The Mellon Sawyer Seminar will be co-directed by University of Iowa College of Liberal Arts and Sciences faculty members Corey Creekmur (Cinematic Arts, English, and Gender, Women’s & Sexuality Studies), Ana Merino (Spanish and Portuguese), and Rachel Williams (Art & Art History, Gender, Women’s & Sexuality Studies). Among their other professional interests and accomplishments, Creekmur edits the award-winning book series Comics Culture for Rutgers University Press and is First Vice President and a founding member of the Comics Studies Society. Merino, in addition to writing plays, poetry, and fiction, has published El cómic hispánico, Diez ensayos para pensar el cómic, and a critical monograph on Chris Ware; she has also curated a number of major exhibitions of comics. Williams has recently published Elegy for Mary Turner: An Illustrated Account of a Lynching and Run Home If You Don’t Want to Be Killed: The Detroit Uprising of 1943, both works of graphic nonfiction centered on historical cases of racial injustice

In addition to a year-long intensive seminar with local participants, the Sawyer Seminar will feature a series of public presentations by prominent visiting creators and scholars, a film series, workshops, podcasts, and other public events, all of which will critically engage questions of racial representation in the popular international formats of comics. Mellon Sawyer Seminar funding will also support an in-residence post-doctoral fellow and the dissertation research of two affiliated UI graduate students.

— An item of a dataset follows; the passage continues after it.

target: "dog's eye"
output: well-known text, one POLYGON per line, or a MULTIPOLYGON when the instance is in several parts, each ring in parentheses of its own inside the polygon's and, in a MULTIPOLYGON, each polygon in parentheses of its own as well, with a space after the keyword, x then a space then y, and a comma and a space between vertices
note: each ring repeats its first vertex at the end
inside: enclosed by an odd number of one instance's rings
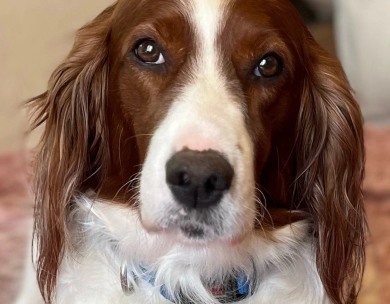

“Racial Reckoning and Social Justice Through Comics” will be the third Mellon Sawyer Seminar hosted at the University of Iowa, and will build upon the strong foundations for comics studies at the University of Iowa established a decade ago when the co-directors brought major comics scholars, publishers, and artists to Iowa City for a series of events and exhibitions as part of the Obermann Humanities Symposium “Comics, Creativity, and Culture.” This Seminar is also designed to directly engage with ongoing discussions and initiatives around social justice, diversity, equity, and inclusion on campus, in Iowa City, and beyond.

A full list of visitors and events will be forthcoming on a seminar website, a link to which will be available via the Obermann Center’s website.